Zuletzt geändert am 24.10.2013 @ 14:48
© Foto: Gesellschaft für ökologische Forschung

©  Text: Axel Doering, Gesellschaft für ökologische Forschung

Zweiter Versuch: München 2022?  Nein danke!

Keinen Host City Vertrag mit dem IOC

Das Internationale Olympische Komitee (International Olympic Committee, IOC) ist eine nichtstaatliche Organisation mit Sitz in Lausanne/Schweiz.

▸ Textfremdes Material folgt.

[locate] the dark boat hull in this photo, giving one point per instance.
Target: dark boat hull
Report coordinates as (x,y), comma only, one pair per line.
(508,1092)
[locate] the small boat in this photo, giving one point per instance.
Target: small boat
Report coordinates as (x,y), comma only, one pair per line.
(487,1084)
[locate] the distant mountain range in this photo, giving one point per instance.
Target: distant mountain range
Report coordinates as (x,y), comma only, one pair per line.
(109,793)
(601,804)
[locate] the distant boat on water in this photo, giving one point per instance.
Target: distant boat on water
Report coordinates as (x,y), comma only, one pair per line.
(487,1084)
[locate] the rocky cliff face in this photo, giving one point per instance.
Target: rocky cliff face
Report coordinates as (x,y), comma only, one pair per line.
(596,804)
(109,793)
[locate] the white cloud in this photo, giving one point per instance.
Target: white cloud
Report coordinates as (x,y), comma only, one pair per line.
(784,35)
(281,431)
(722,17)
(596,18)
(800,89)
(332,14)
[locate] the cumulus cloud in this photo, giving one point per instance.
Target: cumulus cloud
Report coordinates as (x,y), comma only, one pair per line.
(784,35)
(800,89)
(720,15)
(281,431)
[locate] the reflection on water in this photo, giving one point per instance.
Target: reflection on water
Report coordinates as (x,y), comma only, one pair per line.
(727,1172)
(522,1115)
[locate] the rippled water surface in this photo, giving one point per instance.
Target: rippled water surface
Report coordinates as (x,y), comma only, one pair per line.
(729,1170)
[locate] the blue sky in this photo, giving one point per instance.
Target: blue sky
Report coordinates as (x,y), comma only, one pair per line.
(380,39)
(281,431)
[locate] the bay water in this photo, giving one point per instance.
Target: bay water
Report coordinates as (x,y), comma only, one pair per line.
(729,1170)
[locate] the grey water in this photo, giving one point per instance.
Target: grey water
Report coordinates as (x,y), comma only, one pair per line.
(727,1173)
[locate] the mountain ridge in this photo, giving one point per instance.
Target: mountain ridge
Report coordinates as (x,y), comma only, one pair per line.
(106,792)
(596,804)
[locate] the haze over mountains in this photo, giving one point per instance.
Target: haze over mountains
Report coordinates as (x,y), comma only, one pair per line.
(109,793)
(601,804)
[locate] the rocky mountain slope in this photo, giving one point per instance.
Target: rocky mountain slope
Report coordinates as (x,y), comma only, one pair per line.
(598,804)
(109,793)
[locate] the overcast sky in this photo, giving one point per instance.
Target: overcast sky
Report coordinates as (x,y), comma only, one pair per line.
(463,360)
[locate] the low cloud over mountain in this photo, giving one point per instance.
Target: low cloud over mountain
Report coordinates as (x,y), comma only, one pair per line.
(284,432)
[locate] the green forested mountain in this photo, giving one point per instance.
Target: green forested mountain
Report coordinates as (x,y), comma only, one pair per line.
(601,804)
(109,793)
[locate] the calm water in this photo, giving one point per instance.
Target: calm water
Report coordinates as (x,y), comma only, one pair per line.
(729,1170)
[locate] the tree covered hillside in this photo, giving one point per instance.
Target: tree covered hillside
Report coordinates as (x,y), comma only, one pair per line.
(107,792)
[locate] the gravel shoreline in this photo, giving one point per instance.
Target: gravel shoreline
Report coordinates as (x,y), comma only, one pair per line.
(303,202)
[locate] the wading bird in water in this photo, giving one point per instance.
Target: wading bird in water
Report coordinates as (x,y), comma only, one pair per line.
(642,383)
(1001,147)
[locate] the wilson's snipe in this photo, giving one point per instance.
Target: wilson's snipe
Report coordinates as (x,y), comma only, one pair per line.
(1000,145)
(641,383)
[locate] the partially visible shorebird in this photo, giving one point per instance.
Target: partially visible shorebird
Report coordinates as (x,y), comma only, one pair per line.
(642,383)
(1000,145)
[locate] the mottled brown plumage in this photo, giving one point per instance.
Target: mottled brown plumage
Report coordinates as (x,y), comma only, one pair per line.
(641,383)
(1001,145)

Zweck des Komitees, das aus rund 100 regulären Mitgliedern besteht, ist die Organisation und Betreuung von Olympischen Spielen. „In der Schweiz als gemeinnütziger Verein eingetragen, ist es (das IOC) längst eines der größten privatwirtschaftlich finanzierten Unternehmen der Welt. So sehen es die Experten von ‚Brand Finance‘. Sie bewerteten die Marke Olympia (…) 2012 als zweitwertvollstes Unternehmen der Welt, hinter Apple, aber noch vor Google. Der immense Wert von 47,5 Milliarden US-Dollar, den die Marke Olympia haben soll, speist sich dabei eigentlich nur aus zwei Komponenten: aus dem Verkauf der Übertragungsrechte und dem Anwerben von Sponsoren“ (Hönicke, Christian, Kernsportart Geldverdienen, in tagesspiegel.de, 14.2.2013).

Das IOC verwaltet die olympische Bewegung und beansprucht alle Rechte an den olympischen Symbolen, wie Fahne, Mottos und Hymne, sowie an den Spielen selbst und weitere Sonderrechte, die im Host-City-Vertrag geregelt werden. Damit steht einer exklusiven und lukrativen Vermarktung zu Gunsten des IOC nichts im Weg.

  • Der Host-City-Vertrag

Die Bewerberstadt (also München mit den anderen Ausrichterorten) muss umfangreiche Garantien abgeben, die über den Host-City-Vertrag HCV (Host City Contract-HCC) in 74 Paragraphen und 16 Anhängen geregelt werden.

Der Stadtrat hatte für „München 2018“ die Unterzeichnung eines Vertrags „ohne Kenntnis des späteren Vertragsinhalts und damit das Eingehen der entsprechenden Verpflichtungen“ (aus dem Protokoll der Stadtratssitzung) beschlossen. Und müsste dies für „München 2022“ ebenso beschließen.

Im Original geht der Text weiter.